Parasites often infect genetically diverse host populations, and the evolutionary trajectories of parasite populations may be shaped by levels of host heterogeneity. Mixed genotype host populations, compared to homogeneous host populations, can reduce parasite prevalence and potentially reduce rates of parasite adaptation due to trade-offs associated with adapting to specific host genotypes. Here, we used experimental evolution to select for increased virulence in populations of the bacterial parasite Serratia marcescens exposed to either heterogeneous or homogeneous populations of Caenorhabditis elegans. We found that parasites exposed to heterogeneous host populations evolved significantly less virulence than parasites exposed to homogeneous host populations over several hundred bacterial generations. Thus, host heterogeneity impeded parasite adaptation to host populations. While we detected trade-offs in virulence evolution, parasite adaptation to two specific host genotypes also resulted in modestly increased virulence against the reciprocal host genotypes. These results suggest that parasite adaptation to heterogeneous host populations may be impeded by both trade-offs and a reduction in the efficacy of selection as different host genotypes exert different selective pressures on a parasite population.

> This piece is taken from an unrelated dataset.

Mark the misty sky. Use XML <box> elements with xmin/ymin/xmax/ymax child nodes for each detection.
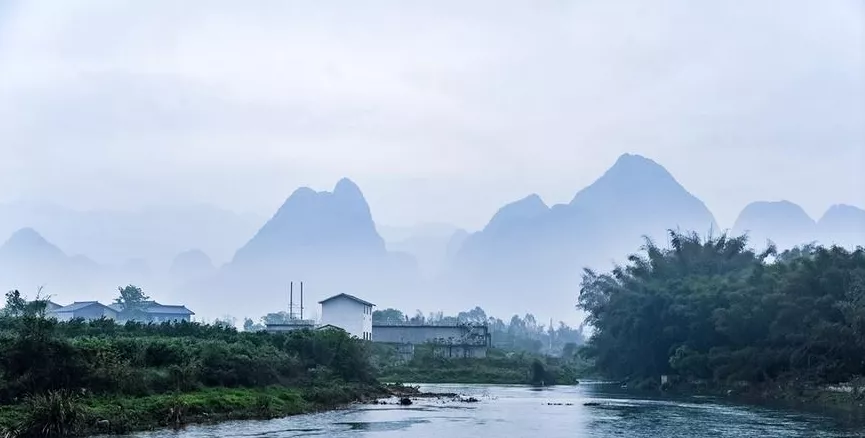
<box><xmin>1</xmin><ymin>1</ymin><xmax>862</xmax><ymax>231</ymax></box>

Keywords: Caenorhabditis elegans; Serratia marcescens; host heterogeneity; monoculture; parasite evolution; virulence.

Figure 1.

(a,b) Mean change in host mortality rate relative to the ancestral parasites in C. elegans host strains CB4856 (a) and ewIR 68 (b). All experimental populations shared a common ancestor, and thus, any change from the ancestral data is indicative of relative virulence. Parasites were evolved in heterogeneous host populations, homogeneous host populations or in vitro (no hosts), and then tested for changes in virulence. The heterogeneous populations, from left to right, are 75–25, 50–50 and 25–75. Circles represent the mean change within each technical replicate (18–36 each). Bars represent ± s.e.m. (Online version in colour.)

Figure 2.

Each dot represents the treatment's average change in mortality rate of all populations and replicates relative to ancestral parasites. All experimental populations shared a common ancestor, and thus, any change from the ancestral data is indicative of relative virulence. The x-axis shows the type of host infected: either familiar to the parasite or novel. The p-value is based on a post-GLM Tukey contrast test between all familiar hosts (left panel) and all novel hosts (right panel) (χ² = 6.04, p = 0.01). In both cases, although all treatments had an increased mortality rate relative to the ancestor, novel hosts had a lower mortality rate than do the familiar hosts. Bars around mean represent s.e.m. (Online version in colour.)